The words

A few days ago Javier Marías, the most brilliant Spanish writer I have ever read, passed away. Marías constructed his novels like Norman Foster constructs his buildings, or George Friedrich Händel constructed his symphonies. The day I read Corazón tan blanco (A Heart So White), twenty-two years ago, was the day I discovered that there are some very good writers, but masters like Marías, who utterly dominate the language and words, and are capable of dissecting human instincts with such astonishing precision, are few and far between. A paragraph from a novel by Marías has to be read once, twice and even three times in order to really comprehend it. And even then, you are not always certain you have fully understood it. Every single one of his endless sentences overpowers you, enveloping you in his precise, beautiful spider’s web, until by persevering, by rereading, by not letting go over hours and days and weeks of reading - Boom! - the miracle takes place, and you enter into a kind of spiritual levitation that will not leave you until the very last word, when everything becomes clear, simple and natural, and for an instant you feel that you have taken part in something big, like when you stand before Picasso’s Les Desmoiselles d’Avignon, or you close your eyes and listen to Pavorotti sing Nessun Dorma, as though an angel were announcing the beginning or the end of the world to us.

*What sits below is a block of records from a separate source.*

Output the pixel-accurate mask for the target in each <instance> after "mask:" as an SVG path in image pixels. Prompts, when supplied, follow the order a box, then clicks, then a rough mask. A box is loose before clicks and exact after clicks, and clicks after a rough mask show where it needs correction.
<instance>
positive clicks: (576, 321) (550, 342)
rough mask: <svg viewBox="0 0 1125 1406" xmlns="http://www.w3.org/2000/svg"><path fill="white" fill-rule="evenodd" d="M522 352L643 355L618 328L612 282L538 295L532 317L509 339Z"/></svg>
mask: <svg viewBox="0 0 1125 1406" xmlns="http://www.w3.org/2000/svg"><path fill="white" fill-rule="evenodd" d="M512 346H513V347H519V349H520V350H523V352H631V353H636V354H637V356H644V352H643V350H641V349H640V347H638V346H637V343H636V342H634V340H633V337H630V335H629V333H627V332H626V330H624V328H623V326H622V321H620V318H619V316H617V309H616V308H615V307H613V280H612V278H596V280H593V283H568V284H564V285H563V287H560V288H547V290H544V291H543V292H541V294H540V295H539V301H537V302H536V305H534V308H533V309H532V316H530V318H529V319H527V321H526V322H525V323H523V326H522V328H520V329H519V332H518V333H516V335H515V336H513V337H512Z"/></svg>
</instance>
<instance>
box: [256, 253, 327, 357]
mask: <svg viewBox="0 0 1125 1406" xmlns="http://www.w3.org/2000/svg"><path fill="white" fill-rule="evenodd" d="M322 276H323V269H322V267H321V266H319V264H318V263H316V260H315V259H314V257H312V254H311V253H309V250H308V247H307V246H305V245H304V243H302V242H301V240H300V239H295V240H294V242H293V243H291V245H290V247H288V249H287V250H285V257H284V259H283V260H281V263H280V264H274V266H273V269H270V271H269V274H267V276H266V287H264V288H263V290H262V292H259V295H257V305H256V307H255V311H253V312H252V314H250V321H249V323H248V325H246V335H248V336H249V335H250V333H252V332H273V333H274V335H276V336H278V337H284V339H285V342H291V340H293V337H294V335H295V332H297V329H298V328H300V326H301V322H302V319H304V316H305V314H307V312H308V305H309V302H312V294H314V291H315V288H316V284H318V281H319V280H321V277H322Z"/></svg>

If I am thinking and writing about Javier Marías now, it is because once again, I am also thinking about death. Since my father died three years ago, I have pondered on death more and more; I see it differently, in a more direct way, with greater intrigue but also with more serenity, as part of a natural process that somehow propels me to get more out of life, becoming increasingly aware of what it is I want, and what I do not want, what I am going to pour my love and energy into, and who I am not going to devote my time to, because they are not worth it.

In spite of all his greatness and his dozen novels - as imposing as cathedrals - Javier Marías cannot write any more. A great life which, abruptly, has ceased to exist. As I say, since my father left, this has given me much pause for thought.

The only thing we, the living, can continue to do, is learn and love, love and learn. That is the only thing. The only thing that still makes sense.